When art appraiser Anita Cassatt is sent to catalog the extensive collection of reclusive artist Leo Kubin, it isn’t only the chilly atmosphere of the secluded house making her shiver, it’s the silent audience of portraits clustered on every wall watching her, including those of the unfinished portrait on the artist’s easel. A portrait with an eerie familiarity.’ (Amazon)
Painted is the first book I’ve reviewed for Rosie’s Book Review Team since May – this seems like an age ago – and it was a brilliant book for getting back into RBRT reviews.
It was well-written, and I was engaged in the story throughout.
McKenzie’s creation of build-up and tension was subtle but well-done, creating a consistent tone of uneasiness, which made the climax of the book even more exciting.
There are strong parallels to Susan Hill’s horror novel The Woman In Black*, so much so that I imagined the house in a similar way to Eel Marsh House. This comparison is a good thing however, because I enjoyed both the novel and its film adaptation a lot.
*A lonely protagonist moves into an isolated house in order to complete work commissioned by their employer, but gradual ghostly occurrences unnerve them.
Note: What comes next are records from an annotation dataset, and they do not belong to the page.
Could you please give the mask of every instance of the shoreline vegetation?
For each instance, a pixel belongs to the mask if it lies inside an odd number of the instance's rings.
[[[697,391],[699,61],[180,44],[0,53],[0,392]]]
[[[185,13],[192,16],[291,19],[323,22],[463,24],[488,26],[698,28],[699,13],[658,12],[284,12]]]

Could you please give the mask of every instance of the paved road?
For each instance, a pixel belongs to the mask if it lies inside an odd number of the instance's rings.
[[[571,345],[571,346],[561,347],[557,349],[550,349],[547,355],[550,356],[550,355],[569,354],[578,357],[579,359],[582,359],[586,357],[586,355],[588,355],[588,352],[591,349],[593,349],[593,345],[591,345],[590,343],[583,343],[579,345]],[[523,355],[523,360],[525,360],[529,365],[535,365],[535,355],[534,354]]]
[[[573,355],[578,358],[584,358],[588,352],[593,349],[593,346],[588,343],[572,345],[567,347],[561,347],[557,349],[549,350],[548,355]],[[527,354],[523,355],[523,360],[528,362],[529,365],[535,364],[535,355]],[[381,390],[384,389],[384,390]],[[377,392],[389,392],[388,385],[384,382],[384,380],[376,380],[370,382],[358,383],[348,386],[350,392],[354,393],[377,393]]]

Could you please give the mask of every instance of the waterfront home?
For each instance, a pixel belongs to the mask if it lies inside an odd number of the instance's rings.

However, unlike The Woman In Black, the protagonist doesn’t remain completely isolated in the house; introduction of her co-workers adds new characters and allows McKenzie to develop a good cat-and-mouse style of horror, in addition to the paranormal activity.
My criticisms are small.
I think Painted occasionally relies too heavily on informing the reader of what the protagonist hasn’t seen. This is an understandable technique – its horror film equivalent would be zooming or panning to reveal a detail within the frame the audience can see clearly but the protagonist hasn’t. If Painted were a horror film (which I wish it was), I’ve no doubt this would be incredibly effective. However, translating this into written prose often within the story doesn’t have quite the same effect.
Furthermore, I would have preferred a more malignant ghostly presence – the ghosts were a little sympathetically written for my liking! For example, in The Woman In Black, although the reader learns the sad back-story behind the woman in black’s haunting, the reader also sees her as a ruthless and malignant ghost, which adds to the horror of the book.
These are nit-picky problems because all in all I really enjoyed this book, and I will most likely try to grab a paperback version at some point, in addition to my free e-book copy!
If you’d like to read a well-written horror story that doesn’t rely on cheap scares but genuine thrills, I strongly recommend Painted.